Saturday, May 04, 2024

Death Whisperer (Tee Yod)

 A dark spirit haunts a small rural community in Western Thailand. It gruesomely kills off a young girl in the film's cold open just for funsies, and then sets its sights on the middle daughter of a large farming family.
 After that initial jolt, the film goes through a morass of trite family drama and cheesy jump scares. The sisters enjoy a close bond, but once Yam (Rattanawadee Wongth ong) gets possessed, she starts going on night jaunts, eating raw meat, and lying to get her loving older sister (Denise Jelilcha Kapaun) into trouble. Meanwhile, eldest brother Yak (Nadech Kugimiya) arrives from a stint with the military to show off his physique and take a more hands-on approach in fighting off the invading spirit.


 The drama is unconvincing - very saccharine and basic - and for a while there, the horror side of things isn't a lot better: creepy figures staring from afar, jump scares, and even that old tired chestnut of scary children's drawings. Slow burns are just slow when they're this tired and trite. No haunted toys, at least.
 But as creepy events pile on, the film gathers a little momentum and gets a lot more fun. There's a great scene among the cornstalks where Yak, shotgun in hand, confronts the spirit that convinced me this was going to be worth it... and yeah, the film does get a lot better.

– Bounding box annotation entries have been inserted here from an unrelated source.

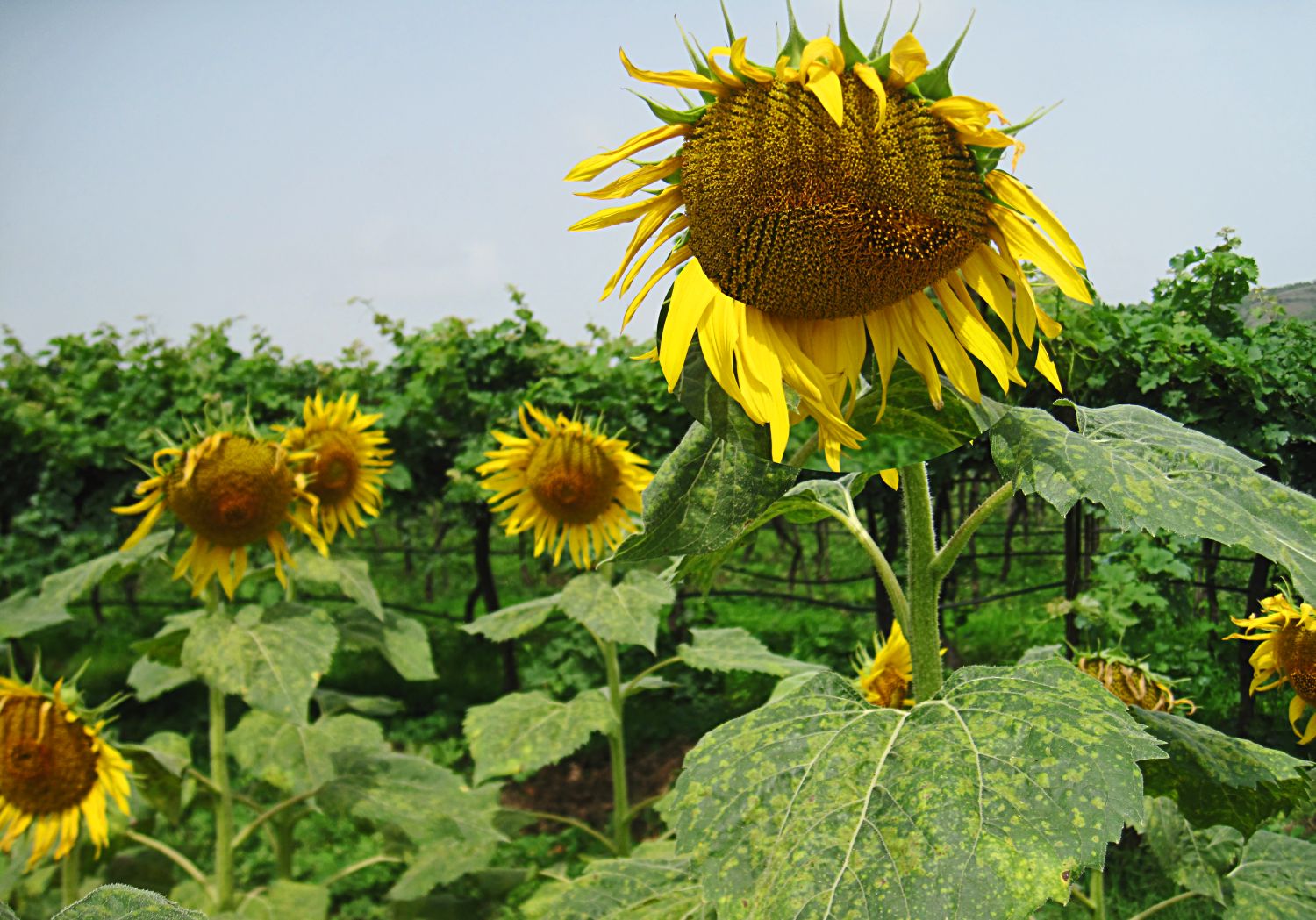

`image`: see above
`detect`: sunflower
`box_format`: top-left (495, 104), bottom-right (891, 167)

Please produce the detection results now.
top-left (112, 431), bottom-right (328, 599)
top-left (476, 403), bottom-right (653, 568)
top-left (566, 5), bottom-right (1091, 468)
top-left (1076, 649), bottom-right (1198, 716)
top-left (275, 392), bottom-right (394, 544)
top-left (855, 623), bottom-right (913, 710)
top-left (0, 678), bottom-right (129, 868)
top-left (1226, 594), bottom-right (1316, 744)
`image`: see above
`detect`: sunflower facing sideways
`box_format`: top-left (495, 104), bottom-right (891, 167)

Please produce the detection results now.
top-left (476, 403), bottom-right (653, 568)
top-left (1226, 594), bottom-right (1316, 744)
top-left (112, 431), bottom-right (328, 599)
top-left (275, 392), bottom-right (394, 544)
top-left (566, 5), bottom-right (1091, 468)
top-left (0, 678), bottom-right (129, 868)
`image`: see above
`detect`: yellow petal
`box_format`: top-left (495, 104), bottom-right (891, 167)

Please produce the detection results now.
top-left (619, 49), bottom-right (726, 96)
top-left (987, 170), bottom-right (1087, 268)
top-left (891, 32), bottom-right (928, 87)
top-left (563, 124), bottom-right (692, 182)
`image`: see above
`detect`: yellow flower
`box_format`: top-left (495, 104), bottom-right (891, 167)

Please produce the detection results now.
top-left (1076, 652), bottom-right (1198, 716)
top-left (566, 13), bottom-right (1090, 468)
top-left (476, 403), bottom-right (653, 568)
top-left (1226, 594), bottom-right (1316, 744)
top-left (275, 392), bottom-right (394, 544)
top-left (0, 678), bottom-right (129, 868)
top-left (112, 431), bottom-right (328, 599)
top-left (855, 623), bottom-right (913, 710)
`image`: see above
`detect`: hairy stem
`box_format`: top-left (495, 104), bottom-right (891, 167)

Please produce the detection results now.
top-left (900, 463), bottom-right (941, 702)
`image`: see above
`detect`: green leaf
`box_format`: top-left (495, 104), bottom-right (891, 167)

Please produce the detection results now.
top-left (334, 607), bottom-right (439, 681)
top-left (462, 594), bottom-right (562, 642)
top-left (316, 752), bottom-right (504, 852)
top-left (465, 689), bottom-right (613, 783)
top-left (229, 710), bottom-right (387, 795)
top-left (53, 884), bottom-right (205, 920)
top-left (183, 602), bottom-right (339, 725)
top-left (560, 571), bottom-right (676, 652)
top-left (992, 403), bottom-right (1316, 595)
top-left (521, 841), bottom-right (713, 920)
top-left (0, 531), bottom-right (174, 639)
top-left (294, 549), bottom-right (384, 620)
top-left (613, 421), bottom-right (799, 562)
top-left (1142, 797), bottom-right (1242, 904)
top-left (1131, 708), bottom-right (1312, 834)
top-left (665, 660), bottom-right (1161, 920)
top-left (1226, 831), bottom-right (1316, 920)
top-left (239, 878), bottom-right (329, 920)
top-left (676, 626), bottom-right (824, 678)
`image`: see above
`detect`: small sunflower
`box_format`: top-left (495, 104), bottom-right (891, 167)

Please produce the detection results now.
top-left (112, 431), bottom-right (328, 599)
top-left (566, 5), bottom-right (1091, 468)
top-left (1226, 594), bottom-right (1316, 744)
top-left (275, 392), bottom-right (394, 544)
top-left (0, 678), bottom-right (129, 868)
top-left (476, 403), bottom-right (653, 568)
top-left (855, 623), bottom-right (913, 710)
top-left (1076, 649), bottom-right (1198, 716)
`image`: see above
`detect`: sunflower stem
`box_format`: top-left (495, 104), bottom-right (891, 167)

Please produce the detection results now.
top-left (595, 637), bottom-right (631, 857)
top-left (210, 684), bottom-right (233, 910)
top-left (900, 463), bottom-right (941, 702)
top-left (60, 844), bottom-right (82, 907)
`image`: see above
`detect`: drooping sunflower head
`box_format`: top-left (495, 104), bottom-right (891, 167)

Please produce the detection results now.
top-left (855, 623), bottom-right (913, 710)
top-left (1076, 649), bottom-right (1198, 716)
top-left (476, 403), bottom-right (653, 568)
top-left (0, 678), bottom-right (129, 868)
top-left (275, 392), bottom-right (394, 544)
top-left (113, 431), bottom-right (328, 597)
top-left (568, 5), bottom-right (1090, 468)
top-left (1226, 594), bottom-right (1316, 744)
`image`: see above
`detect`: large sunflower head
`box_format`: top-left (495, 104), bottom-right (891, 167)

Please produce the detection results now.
top-left (476, 403), bottom-right (653, 568)
top-left (113, 431), bottom-right (328, 599)
top-left (566, 5), bottom-right (1090, 468)
top-left (1076, 649), bottom-right (1198, 716)
top-left (1226, 594), bottom-right (1316, 744)
top-left (0, 678), bottom-right (129, 868)
top-left (855, 623), bottom-right (913, 710)
top-left (276, 392), bottom-right (394, 544)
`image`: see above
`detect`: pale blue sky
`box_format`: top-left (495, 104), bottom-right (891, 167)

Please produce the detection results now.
top-left (0, 0), bottom-right (1316, 358)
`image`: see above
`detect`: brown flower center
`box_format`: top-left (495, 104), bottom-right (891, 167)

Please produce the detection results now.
top-left (165, 437), bottom-right (295, 546)
top-left (0, 696), bottom-right (97, 815)
top-left (307, 431), bottom-right (361, 504)
top-left (1276, 620), bottom-right (1316, 705)
top-left (526, 434), bottom-right (621, 524)
top-left (681, 74), bottom-right (989, 318)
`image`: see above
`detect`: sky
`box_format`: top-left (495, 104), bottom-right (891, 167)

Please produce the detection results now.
top-left (0, 0), bottom-right (1316, 360)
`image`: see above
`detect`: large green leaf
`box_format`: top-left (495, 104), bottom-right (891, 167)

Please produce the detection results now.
top-left (521, 841), bottom-right (713, 920)
top-left (560, 571), bottom-right (676, 652)
top-left (465, 689), bottom-right (613, 783)
top-left (676, 626), bottom-right (823, 678)
top-left (294, 549), bottom-right (384, 620)
top-left (1131, 708), bottom-right (1312, 834)
top-left (1226, 831), bottom-right (1316, 920)
top-left (334, 607), bottom-right (439, 681)
top-left (462, 594), bottom-right (562, 642)
top-left (991, 403), bottom-right (1316, 595)
top-left (53, 884), bottom-right (205, 920)
top-left (615, 421), bottom-right (800, 562)
top-left (183, 602), bottom-right (339, 725)
top-left (229, 710), bottom-right (387, 795)
top-left (0, 531), bottom-right (174, 639)
top-left (665, 660), bottom-right (1162, 920)
top-left (1142, 797), bottom-right (1242, 904)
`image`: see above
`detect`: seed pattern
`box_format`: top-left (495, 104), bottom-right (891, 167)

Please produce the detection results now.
top-left (681, 74), bottom-right (989, 318)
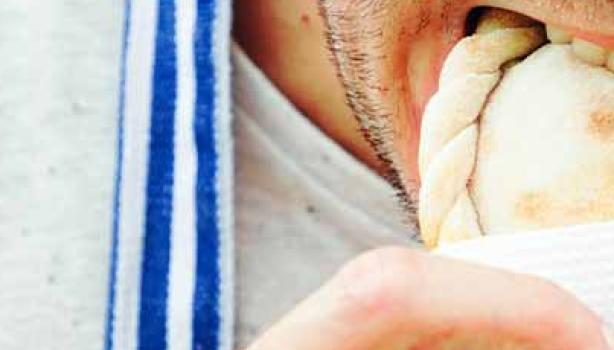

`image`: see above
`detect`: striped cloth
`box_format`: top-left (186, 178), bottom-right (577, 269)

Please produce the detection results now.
top-left (105, 0), bottom-right (233, 350)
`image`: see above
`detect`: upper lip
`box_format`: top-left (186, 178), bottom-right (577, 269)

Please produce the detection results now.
top-left (322, 0), bottom-right (614, 189)
top-left (486, 0), bottom-right (614, 50)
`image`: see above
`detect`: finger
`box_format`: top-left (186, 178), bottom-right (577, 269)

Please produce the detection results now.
top-left (249, 248), bottom-right (608, 350)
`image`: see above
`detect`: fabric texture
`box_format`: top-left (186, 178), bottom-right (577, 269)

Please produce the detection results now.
top-left (438, 223), bottom-right (614, 323)
top-left (232, 46), bottom-right (418, 349)
top-left (0, 0), bottom-right (122, 350)
top-left (105, 0), bottom-right (233, 350)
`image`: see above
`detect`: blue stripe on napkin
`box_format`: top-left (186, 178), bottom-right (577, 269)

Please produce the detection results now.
top-left (138, 0), bottom-right (177, 349)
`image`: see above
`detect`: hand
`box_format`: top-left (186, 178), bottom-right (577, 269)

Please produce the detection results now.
top-left (248, 248), bottom-right (610, 350)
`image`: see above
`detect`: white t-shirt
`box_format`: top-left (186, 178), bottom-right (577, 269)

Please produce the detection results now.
top-left (233, 47), bottom-right (417, 348)
top-left (0, 0), bottom-right (418, 350)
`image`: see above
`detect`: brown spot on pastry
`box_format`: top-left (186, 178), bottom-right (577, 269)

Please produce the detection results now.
top-left (587, 109), bottom-right (614, 142)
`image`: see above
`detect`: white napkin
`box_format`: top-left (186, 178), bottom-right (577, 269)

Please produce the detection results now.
top-left (436, 222), bottom-right (614, 323)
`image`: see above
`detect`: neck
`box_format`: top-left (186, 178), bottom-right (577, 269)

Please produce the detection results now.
top-left (234, 0), bottom-right (382, 172)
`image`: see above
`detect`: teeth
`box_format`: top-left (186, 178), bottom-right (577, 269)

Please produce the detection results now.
top-left (571, 38), bottom-right (609, 66)
top-left (546, 24), bottom-right (573, 44)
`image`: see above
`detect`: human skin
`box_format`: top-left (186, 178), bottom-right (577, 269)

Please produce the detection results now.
top-left (235, 0), bottom-right (614, 350)
top-left (235, 0), bottom-right (614, 201)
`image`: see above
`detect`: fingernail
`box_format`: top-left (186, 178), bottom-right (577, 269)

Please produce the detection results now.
top-left (603, 323), bottom-right (614, 350)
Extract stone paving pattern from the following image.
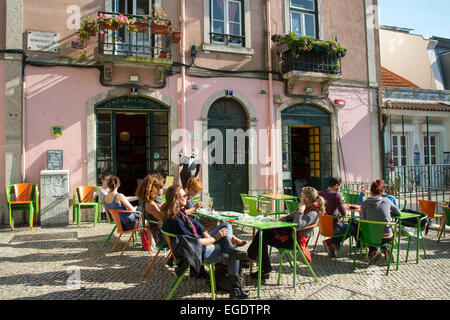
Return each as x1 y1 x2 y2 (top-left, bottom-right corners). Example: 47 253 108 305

 By the time a family friend (Ongart Cheamcharoenpornkul) and an exorcist (Phorjate Kanpetch) get involved around the halfway mark, the film starts churning out crazy, energetic scenes that very clearly out director Taweewat Wantha as an Evil Dead fan. It's derivative, never scary, and the pacing is still a little slow (this movie had no business being two hours long), but there's enough over-the-top gory action to satisfy any deadite cravings. 

 The acting is stilted and overtly earnest, the effects are fun but clearly low budget, and the writing is a little on the corny side, but I think the one thing that most bothered me (besides the bloated running time) is the soundtrack by Terdsak Janpan; it's hilariously overbearing, piling on the saccharine during the cutesy sisterhood scenes and trite horror signifiers during any bit where the spirit is even mentioned.
 All the supernatural stuff purports to be 'based on real events', which led me to think there was some folklore behind the story, but it's actually based on a sort of Thai creepy pasta published in 2015, which the same author Krittanont then adapted into a novel. I guess he claims that it all actually happened to him; Sure, buddy. The script's by Sorarat Jirabovornwisut and Thammanan Chulaborirak.

 At the very end there's a goofy scene setting up a sequel; As long as it follows up more on this movie's climax than its languid first half, I'm all for it.